The average US tariff on Chinese goods stood at 47.5 percent after the South Korea summit, up from 3.1 percent before Trump’s first term, according to the Peterson Institute for International Economics.
China’s average tariff on US goods stood at 31.9 percent, up from 8.4 percent in 2018, according to the think tank.
Two-way goods trade amounted to about $415bn in 2025, down sharply from its 2022 peak of $690bn.
Carsten Holz, an expert on the Chinese economy at the Hong Kong University of Science and Technology, said China has less incentive to make concessions to the US than before, amid the rise of its domestic industries.
“Across many industrial sectors, PRC [People’s Republic of China] firms hold leading or controlling positions,” Holz told Al Jazeera.
“As a result, the PRC economy has little to gain from opening further to the US and is likely to only offer largely symbolic gestures.”
Deborah Elms, head of trade policy at the Hinrich Foundation in Singapore, voiced similar sentiments about the limits of US leverage.
“Basically, Trump expects China to buy more stuff from America and let US companies operate more freely in China,” Elms told Al Jazeera.
“What is he offering?” Elms said. “Very little, largely because Trump sees the bilateral relationship as one where the US has been fair and China has not.”
Reade, the former USTR official, said Xi would not agree to any measures that “harm Chinese interests in any way”.

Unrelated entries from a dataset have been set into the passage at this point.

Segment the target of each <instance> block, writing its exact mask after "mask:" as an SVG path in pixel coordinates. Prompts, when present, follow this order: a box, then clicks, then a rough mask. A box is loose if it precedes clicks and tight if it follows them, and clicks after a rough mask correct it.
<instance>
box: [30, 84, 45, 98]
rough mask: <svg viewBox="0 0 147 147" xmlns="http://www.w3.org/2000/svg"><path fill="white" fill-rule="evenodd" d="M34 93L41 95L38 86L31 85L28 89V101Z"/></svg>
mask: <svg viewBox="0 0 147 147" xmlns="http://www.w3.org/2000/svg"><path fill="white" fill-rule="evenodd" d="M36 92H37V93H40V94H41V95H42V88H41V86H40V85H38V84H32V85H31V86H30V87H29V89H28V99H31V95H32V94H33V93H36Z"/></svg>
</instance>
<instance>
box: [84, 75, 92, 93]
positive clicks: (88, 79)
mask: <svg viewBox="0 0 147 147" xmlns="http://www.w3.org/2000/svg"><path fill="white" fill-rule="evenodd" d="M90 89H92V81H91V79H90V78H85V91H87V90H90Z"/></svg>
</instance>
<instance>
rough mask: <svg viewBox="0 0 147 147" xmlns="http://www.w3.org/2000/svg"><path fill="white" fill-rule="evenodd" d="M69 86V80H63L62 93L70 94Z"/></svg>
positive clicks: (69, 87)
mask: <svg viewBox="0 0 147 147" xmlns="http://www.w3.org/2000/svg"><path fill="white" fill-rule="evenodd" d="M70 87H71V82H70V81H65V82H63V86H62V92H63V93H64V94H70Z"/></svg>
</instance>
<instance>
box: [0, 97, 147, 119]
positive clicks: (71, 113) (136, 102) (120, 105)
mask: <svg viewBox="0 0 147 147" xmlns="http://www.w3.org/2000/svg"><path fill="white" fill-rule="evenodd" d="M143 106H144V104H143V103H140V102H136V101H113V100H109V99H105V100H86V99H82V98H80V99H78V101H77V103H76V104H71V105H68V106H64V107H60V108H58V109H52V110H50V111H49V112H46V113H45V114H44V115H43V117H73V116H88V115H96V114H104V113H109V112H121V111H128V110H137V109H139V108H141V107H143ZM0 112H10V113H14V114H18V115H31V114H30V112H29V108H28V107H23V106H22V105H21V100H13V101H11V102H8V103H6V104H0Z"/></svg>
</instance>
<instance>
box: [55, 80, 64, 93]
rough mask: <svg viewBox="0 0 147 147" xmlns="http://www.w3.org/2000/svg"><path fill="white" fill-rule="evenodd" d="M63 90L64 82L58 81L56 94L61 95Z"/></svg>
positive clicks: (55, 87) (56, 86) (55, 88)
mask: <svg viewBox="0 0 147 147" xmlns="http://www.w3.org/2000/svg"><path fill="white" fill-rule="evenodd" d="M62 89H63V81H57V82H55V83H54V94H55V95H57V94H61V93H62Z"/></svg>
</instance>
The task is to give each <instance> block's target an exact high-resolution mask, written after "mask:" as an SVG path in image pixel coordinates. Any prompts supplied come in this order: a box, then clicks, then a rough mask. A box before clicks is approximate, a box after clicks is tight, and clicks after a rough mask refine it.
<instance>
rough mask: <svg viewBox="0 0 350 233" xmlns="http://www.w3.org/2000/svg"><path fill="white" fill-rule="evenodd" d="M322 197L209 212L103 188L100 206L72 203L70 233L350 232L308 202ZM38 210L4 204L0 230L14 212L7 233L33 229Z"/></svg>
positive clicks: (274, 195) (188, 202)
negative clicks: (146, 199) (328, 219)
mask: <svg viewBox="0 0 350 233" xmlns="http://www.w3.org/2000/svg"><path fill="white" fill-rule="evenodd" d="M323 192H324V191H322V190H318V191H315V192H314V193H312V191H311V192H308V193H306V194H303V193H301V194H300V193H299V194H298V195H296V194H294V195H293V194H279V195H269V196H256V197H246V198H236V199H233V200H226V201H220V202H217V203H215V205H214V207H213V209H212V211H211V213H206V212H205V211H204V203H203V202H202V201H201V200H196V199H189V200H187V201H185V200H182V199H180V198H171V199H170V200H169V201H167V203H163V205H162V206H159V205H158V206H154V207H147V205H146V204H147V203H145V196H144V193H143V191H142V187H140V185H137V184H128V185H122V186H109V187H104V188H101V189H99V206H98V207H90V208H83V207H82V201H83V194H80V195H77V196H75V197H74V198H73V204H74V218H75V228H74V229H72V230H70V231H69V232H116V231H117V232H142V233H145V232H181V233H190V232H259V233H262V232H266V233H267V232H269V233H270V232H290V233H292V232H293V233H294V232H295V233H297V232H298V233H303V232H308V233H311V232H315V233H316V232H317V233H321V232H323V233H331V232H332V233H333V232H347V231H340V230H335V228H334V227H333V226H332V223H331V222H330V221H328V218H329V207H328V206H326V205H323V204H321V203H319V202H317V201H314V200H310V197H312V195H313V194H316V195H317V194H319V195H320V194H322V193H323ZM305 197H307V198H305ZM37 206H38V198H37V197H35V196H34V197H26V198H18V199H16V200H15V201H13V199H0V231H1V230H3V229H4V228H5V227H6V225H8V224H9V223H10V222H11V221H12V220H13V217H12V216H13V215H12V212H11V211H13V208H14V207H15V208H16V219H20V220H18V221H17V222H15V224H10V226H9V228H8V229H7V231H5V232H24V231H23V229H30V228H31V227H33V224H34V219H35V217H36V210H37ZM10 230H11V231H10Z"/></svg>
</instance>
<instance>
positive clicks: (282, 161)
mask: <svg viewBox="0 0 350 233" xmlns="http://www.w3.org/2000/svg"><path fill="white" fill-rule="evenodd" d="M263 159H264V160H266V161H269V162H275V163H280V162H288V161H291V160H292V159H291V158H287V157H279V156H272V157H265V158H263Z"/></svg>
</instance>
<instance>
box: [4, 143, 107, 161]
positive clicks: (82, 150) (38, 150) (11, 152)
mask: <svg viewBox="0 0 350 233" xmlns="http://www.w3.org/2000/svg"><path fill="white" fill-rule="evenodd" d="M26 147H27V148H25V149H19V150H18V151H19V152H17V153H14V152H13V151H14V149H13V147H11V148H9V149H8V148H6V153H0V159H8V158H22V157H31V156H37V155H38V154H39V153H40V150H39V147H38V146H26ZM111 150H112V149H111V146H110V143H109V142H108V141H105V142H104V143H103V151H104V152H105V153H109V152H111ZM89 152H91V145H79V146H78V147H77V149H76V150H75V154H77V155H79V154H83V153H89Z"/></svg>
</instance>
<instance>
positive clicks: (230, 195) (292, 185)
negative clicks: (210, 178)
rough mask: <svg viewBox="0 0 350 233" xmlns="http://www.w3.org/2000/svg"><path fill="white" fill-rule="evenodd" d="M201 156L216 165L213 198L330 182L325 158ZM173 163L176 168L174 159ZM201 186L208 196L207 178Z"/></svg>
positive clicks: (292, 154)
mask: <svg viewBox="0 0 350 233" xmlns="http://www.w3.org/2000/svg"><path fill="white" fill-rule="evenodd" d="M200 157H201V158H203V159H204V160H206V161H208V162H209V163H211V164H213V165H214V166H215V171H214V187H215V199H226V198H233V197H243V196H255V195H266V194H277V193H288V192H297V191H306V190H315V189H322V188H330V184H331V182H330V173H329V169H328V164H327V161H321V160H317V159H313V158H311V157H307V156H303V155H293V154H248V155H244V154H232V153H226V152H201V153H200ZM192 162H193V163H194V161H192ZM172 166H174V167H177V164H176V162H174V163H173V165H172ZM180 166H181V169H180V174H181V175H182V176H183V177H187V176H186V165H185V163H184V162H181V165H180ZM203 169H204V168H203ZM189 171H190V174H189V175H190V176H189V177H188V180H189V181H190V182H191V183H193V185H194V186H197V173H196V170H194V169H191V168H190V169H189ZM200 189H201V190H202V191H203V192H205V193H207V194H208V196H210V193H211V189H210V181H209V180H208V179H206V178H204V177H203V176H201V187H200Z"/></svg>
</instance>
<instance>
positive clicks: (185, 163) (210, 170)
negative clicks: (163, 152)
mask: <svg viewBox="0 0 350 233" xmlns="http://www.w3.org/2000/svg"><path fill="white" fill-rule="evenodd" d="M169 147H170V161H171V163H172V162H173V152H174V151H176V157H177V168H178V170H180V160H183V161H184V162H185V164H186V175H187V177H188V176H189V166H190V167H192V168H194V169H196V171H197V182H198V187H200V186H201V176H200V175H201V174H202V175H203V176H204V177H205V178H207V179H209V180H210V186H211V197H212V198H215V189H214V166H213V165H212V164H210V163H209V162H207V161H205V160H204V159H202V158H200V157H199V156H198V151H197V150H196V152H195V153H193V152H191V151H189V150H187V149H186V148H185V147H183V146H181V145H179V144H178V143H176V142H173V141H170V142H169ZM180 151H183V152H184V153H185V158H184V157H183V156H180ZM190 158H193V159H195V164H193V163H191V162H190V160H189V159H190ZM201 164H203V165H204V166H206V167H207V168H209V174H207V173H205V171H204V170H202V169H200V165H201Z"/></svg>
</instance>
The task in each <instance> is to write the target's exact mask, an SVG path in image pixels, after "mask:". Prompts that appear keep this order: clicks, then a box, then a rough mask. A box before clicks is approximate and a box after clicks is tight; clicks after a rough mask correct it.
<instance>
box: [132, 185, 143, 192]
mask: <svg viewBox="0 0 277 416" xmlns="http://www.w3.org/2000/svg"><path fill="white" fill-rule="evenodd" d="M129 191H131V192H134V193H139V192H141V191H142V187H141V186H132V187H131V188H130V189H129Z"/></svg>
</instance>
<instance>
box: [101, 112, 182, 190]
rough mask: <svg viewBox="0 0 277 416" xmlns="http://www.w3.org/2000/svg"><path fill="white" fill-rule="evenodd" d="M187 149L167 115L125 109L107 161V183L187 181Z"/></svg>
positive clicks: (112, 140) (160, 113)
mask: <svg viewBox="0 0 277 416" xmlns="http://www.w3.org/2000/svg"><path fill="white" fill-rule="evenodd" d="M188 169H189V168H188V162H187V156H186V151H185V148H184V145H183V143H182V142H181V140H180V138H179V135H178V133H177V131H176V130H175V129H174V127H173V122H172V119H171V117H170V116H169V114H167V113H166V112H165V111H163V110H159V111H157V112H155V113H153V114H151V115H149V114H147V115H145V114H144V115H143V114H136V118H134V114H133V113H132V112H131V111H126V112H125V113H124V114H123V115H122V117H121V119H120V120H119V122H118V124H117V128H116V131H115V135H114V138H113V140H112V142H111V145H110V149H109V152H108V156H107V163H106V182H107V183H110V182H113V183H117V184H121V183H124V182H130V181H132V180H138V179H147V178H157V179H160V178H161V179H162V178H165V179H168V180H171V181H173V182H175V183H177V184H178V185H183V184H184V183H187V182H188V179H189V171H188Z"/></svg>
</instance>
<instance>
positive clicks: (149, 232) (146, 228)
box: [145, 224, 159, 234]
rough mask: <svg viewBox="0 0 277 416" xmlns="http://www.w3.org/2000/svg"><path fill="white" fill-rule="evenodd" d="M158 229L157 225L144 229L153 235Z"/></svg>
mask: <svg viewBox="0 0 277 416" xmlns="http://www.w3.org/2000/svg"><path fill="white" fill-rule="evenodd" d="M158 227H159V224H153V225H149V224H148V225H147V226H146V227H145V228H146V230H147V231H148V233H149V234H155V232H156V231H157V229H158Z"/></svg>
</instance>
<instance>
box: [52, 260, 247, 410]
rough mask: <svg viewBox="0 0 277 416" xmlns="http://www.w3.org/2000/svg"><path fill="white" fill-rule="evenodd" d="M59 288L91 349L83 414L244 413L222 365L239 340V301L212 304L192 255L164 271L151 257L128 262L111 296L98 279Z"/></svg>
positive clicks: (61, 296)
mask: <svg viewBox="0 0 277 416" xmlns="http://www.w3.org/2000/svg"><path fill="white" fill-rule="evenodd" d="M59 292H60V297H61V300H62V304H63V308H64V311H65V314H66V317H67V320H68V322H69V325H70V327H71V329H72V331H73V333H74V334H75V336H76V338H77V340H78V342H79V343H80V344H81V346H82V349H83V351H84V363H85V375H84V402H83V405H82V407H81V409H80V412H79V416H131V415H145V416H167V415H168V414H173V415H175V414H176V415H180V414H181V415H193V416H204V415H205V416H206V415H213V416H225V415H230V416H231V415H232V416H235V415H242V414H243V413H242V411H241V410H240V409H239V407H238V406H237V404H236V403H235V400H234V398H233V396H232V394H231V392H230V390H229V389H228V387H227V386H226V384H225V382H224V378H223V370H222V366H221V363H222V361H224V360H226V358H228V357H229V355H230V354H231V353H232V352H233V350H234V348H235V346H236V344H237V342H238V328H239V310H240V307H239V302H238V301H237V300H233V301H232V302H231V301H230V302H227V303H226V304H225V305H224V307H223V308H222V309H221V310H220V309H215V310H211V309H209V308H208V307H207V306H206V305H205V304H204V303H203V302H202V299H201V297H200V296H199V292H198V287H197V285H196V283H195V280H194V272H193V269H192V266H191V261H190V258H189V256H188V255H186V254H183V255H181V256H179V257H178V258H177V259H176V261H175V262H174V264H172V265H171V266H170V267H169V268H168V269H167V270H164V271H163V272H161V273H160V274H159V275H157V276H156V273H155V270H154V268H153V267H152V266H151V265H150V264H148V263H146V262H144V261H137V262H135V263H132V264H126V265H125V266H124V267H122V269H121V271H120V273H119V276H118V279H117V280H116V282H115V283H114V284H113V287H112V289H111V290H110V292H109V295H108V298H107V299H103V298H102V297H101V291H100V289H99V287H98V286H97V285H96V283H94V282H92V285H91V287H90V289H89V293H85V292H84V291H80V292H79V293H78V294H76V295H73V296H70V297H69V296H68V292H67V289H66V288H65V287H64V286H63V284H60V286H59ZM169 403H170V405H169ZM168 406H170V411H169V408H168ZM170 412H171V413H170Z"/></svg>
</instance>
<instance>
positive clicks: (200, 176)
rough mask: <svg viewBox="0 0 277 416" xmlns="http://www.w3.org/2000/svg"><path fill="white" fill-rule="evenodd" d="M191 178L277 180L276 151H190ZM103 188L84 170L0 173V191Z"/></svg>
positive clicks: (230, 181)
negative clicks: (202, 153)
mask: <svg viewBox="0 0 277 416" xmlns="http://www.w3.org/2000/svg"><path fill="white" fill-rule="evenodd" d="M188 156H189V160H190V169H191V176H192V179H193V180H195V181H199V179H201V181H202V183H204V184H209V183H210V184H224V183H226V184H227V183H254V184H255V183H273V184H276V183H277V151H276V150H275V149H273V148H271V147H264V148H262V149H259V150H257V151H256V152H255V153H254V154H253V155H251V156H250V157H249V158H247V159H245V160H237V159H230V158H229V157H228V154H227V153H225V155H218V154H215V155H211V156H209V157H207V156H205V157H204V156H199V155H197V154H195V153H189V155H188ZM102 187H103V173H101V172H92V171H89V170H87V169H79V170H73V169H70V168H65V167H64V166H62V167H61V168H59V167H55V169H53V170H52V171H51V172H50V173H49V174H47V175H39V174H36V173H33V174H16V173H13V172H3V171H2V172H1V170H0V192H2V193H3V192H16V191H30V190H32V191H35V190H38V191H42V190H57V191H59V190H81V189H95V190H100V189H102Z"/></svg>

“Instead, China will potentially give the US no-cost ‘gifts’,” Reade said, suggesting such measures could include the removal of trade barriers it placed on US beef.
“It may buy US goods it needs,” Reade said.
“If it allows purchases of US tech products, it will only be because it needs them right now,” she added. “But this does not interfere with China’s strategic plans to eliminate dependence on US technology over the longer term.”